When I first heard about Fitbit, it seemed like one of those fads that seemed to sweep across the public conscience, for a few ephemeral moments before the destined disappearing to obscurity. A “glorified pedometer” someone called it. And strictly speaking it is one. But it had one redeeming quality in its favor - it makes being healthy fun, addictive.
At it's heart, the Fitbit is a nifty device that uses a 3-dimensional motion sensor, which gives it a very accurate way to measure movement. The other piece of cool technology is it's base station. Using an ultra-low power 2.4 GHz ANT radio transceiver, the base station silently talks to any device that is within 15 feet to collect motion data and post it to the fitbit website.
Which is when the real magic begins.
The fitbit experience has nailed two things - calibration and presentation. Armed with nothing more than motion data, the fitbit is able to translate that into steps, and further into calories burned all with just the minimum physiological data about the wearer. While this might not rank really high on the “accuracy” scale, it is tremendously useful on the “it just works” scale.

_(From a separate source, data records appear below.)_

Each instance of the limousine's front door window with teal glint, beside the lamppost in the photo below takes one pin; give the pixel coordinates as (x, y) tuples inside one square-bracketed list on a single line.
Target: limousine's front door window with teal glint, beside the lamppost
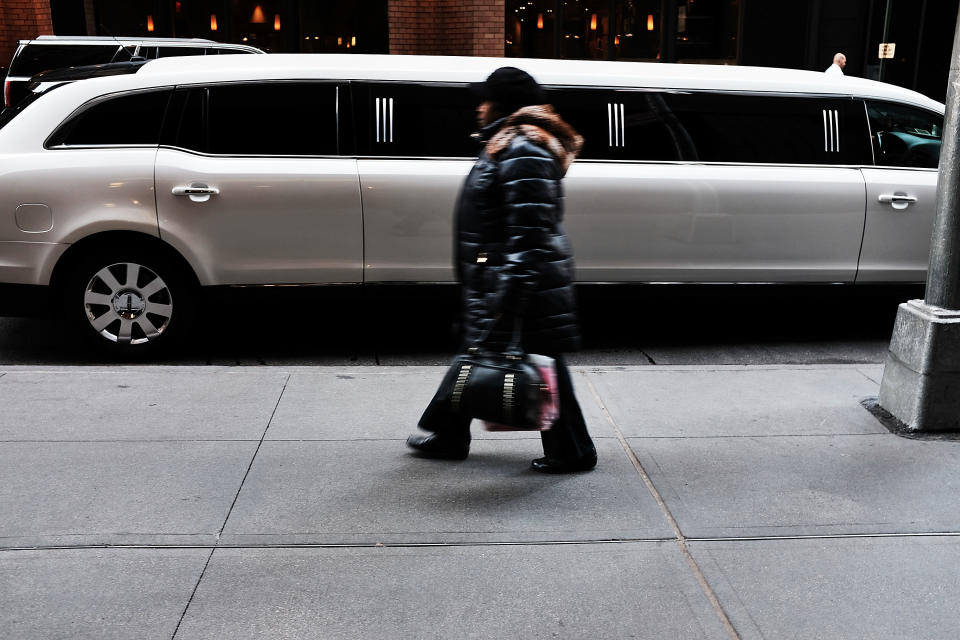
[(904, 136)]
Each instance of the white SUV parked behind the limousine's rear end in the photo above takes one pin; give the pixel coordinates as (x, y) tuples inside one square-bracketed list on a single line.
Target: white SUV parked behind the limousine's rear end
[(57, 52)]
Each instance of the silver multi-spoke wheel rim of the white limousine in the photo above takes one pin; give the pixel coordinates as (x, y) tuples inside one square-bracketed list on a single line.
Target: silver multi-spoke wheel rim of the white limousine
[(128, 303)]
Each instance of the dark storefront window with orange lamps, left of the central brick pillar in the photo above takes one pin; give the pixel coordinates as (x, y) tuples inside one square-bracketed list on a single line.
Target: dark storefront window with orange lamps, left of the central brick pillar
[(275, 26)]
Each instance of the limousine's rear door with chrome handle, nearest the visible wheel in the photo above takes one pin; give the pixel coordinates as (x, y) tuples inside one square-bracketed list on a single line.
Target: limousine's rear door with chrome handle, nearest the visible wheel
[(251, 189)]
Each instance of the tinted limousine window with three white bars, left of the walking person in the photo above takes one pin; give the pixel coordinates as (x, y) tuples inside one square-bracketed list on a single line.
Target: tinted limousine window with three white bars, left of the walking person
[(415, 120)]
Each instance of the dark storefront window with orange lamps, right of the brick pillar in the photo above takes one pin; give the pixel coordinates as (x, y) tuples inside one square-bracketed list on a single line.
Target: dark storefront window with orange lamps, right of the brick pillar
[(668, 30)]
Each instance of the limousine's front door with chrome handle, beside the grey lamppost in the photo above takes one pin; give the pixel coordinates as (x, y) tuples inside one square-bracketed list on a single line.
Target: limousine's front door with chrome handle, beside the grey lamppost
[(901, 193)]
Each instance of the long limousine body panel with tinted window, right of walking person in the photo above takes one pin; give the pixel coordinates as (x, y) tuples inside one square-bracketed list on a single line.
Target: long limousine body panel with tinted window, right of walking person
[(700, 187)]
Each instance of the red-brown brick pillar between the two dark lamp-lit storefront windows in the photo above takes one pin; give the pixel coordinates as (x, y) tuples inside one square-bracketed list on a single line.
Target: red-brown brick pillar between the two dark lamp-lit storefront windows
[(446, 27)]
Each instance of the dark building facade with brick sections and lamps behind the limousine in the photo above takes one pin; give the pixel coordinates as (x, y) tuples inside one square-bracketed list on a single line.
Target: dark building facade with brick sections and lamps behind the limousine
[(801, 35)]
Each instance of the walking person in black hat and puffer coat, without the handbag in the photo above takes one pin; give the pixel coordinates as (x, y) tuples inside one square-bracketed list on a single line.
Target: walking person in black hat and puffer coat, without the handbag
[(514, 261)]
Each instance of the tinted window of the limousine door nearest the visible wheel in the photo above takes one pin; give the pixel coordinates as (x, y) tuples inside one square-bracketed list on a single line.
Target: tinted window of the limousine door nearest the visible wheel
[(277, 118)]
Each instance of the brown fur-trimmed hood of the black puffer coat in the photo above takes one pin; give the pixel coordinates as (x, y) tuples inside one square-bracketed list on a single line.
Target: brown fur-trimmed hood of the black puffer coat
[(542, 126)]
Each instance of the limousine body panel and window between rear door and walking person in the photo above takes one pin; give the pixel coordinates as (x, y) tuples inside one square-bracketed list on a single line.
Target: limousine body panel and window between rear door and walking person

Once it does these translations, it does an equally good job with presenting the information without making it too overwhelming. The fitbit itself has an embedded screen with a single button, which gives enough information to whet your appetite. The website furthers this thirst for knowledge by presenting, plotting, tagging and socially comparing the fitness data. In addition, the website also allows you to log food intake, activities and other vital statistics - stuff the fitbit cannot dream of measuring.
That is me above - a relatively sedentary day, with frenzied activity getting to and from meeting rooms; and a tennis game to round the evening.

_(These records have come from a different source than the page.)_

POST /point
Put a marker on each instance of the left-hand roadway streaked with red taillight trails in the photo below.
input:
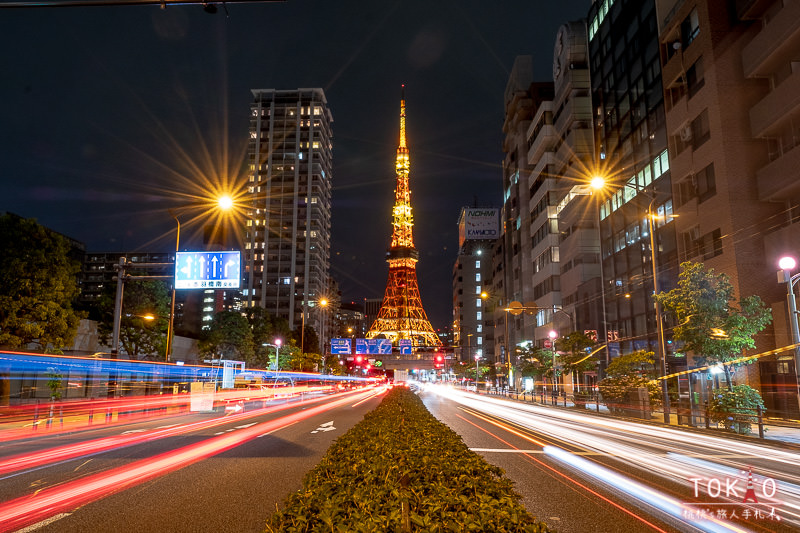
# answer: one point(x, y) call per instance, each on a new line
point(188, 473)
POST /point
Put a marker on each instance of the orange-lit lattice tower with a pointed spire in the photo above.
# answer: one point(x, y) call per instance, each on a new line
point(401, 315)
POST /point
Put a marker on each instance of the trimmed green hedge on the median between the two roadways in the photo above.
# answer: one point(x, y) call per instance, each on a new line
point(400, 469)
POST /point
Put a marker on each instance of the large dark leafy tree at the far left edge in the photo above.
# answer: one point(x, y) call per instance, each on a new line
point(37, 286)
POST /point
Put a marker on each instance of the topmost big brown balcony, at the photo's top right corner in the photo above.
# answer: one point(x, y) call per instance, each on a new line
point(775, 44)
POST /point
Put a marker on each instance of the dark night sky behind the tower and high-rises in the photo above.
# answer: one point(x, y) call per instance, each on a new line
point(110, 116)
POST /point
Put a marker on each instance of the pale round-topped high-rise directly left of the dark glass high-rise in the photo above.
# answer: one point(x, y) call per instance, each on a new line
point(578, 250)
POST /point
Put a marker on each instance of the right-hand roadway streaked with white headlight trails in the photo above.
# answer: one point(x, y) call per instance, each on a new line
point(582, 473)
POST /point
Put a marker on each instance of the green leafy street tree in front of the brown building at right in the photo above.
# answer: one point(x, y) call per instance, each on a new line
point(712, 325)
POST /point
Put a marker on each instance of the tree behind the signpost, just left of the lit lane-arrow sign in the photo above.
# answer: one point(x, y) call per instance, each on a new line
point(143, 319)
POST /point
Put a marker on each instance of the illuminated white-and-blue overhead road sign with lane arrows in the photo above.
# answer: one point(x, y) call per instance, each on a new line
point(207, 270)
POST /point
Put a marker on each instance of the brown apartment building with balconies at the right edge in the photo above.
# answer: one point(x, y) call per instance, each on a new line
point(732, 79)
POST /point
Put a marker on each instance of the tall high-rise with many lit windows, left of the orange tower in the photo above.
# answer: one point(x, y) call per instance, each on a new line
point(287, 245)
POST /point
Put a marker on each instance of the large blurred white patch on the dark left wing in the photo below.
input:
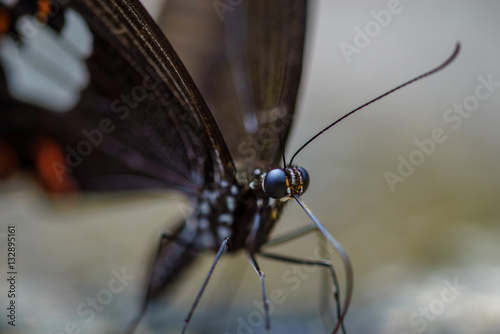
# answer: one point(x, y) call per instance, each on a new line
point(43, 71)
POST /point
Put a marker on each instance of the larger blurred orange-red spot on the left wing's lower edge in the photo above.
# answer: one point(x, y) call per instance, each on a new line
point(49, 161)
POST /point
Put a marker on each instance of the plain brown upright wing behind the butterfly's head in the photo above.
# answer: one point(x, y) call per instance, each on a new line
point(254, 54)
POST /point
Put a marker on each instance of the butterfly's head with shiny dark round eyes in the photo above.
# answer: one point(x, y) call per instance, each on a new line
point(283, 183)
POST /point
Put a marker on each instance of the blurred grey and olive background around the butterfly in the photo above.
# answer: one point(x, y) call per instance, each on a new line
point(424, 251)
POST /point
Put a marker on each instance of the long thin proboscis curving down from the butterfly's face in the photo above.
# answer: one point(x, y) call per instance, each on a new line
point(343, 254)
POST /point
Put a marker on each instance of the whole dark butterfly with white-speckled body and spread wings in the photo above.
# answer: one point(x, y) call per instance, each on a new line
point(94, 96)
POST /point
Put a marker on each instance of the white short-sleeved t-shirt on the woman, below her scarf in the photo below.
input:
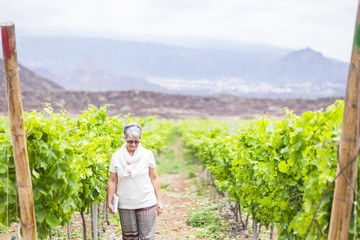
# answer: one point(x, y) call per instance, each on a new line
point(135, 192)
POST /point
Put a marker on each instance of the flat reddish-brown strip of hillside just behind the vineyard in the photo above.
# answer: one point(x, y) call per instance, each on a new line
point(141, 103)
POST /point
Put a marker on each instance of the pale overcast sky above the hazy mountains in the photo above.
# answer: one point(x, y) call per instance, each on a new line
point(326, 26)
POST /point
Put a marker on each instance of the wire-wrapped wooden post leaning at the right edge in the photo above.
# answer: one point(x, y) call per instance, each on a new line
point(348, 148)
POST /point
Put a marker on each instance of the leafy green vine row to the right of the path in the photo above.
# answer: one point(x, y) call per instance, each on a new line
point(277, 170)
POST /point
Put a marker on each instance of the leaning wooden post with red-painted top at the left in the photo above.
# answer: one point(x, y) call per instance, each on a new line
point(23, 177)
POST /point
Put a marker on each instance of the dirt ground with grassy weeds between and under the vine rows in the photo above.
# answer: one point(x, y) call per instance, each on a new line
point(180, 196)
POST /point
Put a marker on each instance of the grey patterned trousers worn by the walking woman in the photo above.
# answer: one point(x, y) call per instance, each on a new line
point(138, 224)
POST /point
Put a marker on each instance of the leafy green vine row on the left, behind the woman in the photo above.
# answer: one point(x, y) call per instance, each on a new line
point(69, 161)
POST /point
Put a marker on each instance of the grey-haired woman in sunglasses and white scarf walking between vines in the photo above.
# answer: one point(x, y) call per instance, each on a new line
point(133, 172)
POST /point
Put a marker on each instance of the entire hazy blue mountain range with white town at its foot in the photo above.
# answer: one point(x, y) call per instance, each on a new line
point(252, 71)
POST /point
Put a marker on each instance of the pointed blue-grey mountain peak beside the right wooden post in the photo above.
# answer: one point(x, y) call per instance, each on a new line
point(306, 72)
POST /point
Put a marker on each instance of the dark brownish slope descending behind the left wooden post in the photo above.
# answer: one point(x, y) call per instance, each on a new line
point(29, 81)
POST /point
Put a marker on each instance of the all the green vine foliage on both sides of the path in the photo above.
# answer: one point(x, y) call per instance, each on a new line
point(276, 170)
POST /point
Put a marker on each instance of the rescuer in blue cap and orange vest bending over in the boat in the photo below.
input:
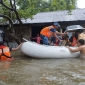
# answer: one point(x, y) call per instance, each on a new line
point(47, 32)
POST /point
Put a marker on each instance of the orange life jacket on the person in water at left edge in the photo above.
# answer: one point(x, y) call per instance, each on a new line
point(5, 53)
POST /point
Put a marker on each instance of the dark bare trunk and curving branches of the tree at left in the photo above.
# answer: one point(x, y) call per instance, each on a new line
point(13, 8)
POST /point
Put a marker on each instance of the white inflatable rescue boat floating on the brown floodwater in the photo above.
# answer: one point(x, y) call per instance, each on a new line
point(35, 50)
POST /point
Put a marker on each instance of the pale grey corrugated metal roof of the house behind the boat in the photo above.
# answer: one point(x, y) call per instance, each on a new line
point(57, 16)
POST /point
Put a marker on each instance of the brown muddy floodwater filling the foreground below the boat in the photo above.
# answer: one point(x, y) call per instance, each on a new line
point(30, 71)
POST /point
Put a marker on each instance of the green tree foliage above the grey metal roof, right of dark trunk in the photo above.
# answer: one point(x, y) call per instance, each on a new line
point(31, 7)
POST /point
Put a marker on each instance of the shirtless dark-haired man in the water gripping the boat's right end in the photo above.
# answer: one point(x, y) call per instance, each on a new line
point(81, 48)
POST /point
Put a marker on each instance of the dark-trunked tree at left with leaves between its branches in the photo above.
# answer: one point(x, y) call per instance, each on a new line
point(7, 8)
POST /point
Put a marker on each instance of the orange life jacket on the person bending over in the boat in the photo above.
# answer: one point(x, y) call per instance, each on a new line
point(46, 31)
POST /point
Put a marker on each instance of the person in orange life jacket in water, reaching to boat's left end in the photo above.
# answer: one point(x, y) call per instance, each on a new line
point(5, 51)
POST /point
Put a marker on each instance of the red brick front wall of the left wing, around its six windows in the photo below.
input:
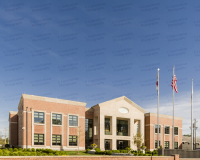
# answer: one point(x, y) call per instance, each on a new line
point(49, 107)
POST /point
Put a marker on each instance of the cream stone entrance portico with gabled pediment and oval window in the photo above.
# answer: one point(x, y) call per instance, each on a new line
point(115, 123)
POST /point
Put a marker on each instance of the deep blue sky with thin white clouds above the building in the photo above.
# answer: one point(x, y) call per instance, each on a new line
point(95, 51)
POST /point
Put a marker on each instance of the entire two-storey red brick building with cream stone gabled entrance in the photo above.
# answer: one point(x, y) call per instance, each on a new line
point(43, 122)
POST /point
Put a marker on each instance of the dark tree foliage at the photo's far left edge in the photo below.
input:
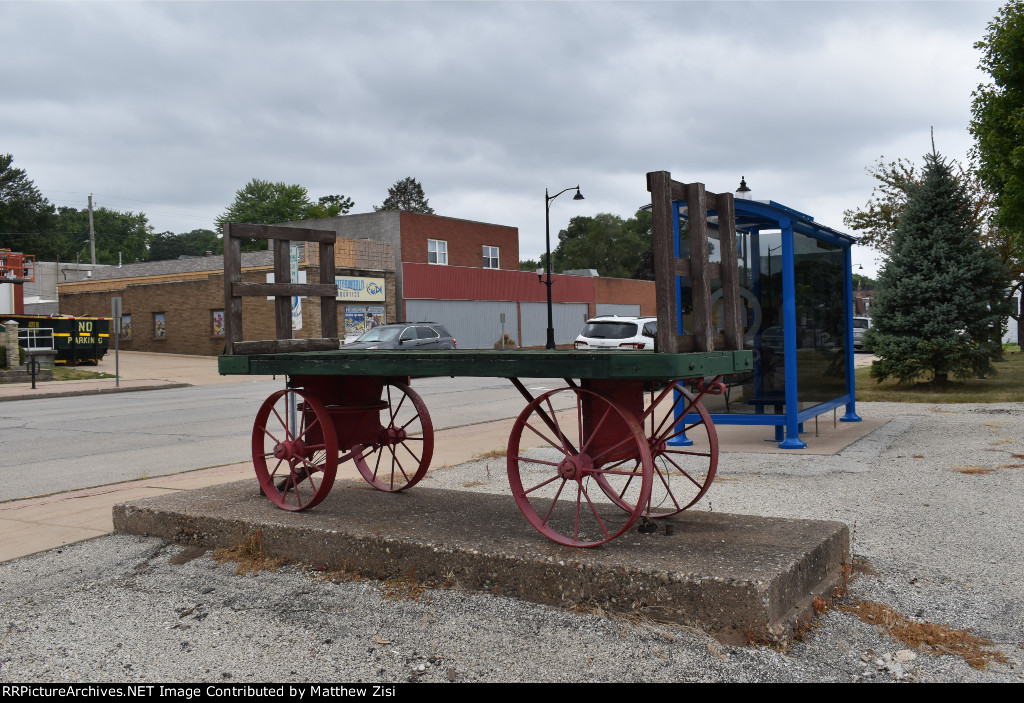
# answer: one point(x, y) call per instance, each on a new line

Fitbit takes the same motion tracker technology and does something else with it. By using a provided sleeve you can wear the tracker on your arm while you sleep and it keeps track of how many times you toss and turn to determine how restful a sleep you have had. Again, not the most accurate - not every toss and turn is bad and not every time you wake up do you have to move. But good enough to serve a purpose.
But in the end, what makes fitbit really stick, is the nice balance it strikes in being fun yet earnest. It does not come across as that chiseled guy in the gym who seems to speak jargon no one else comprehends, or irreverent like Groupon which may be good for selling baubles but is not the best pose to strike when you are urging to get someone to be healthy.
Yet it has elements of both; making me, for the first time, want to challenge myself to be more active.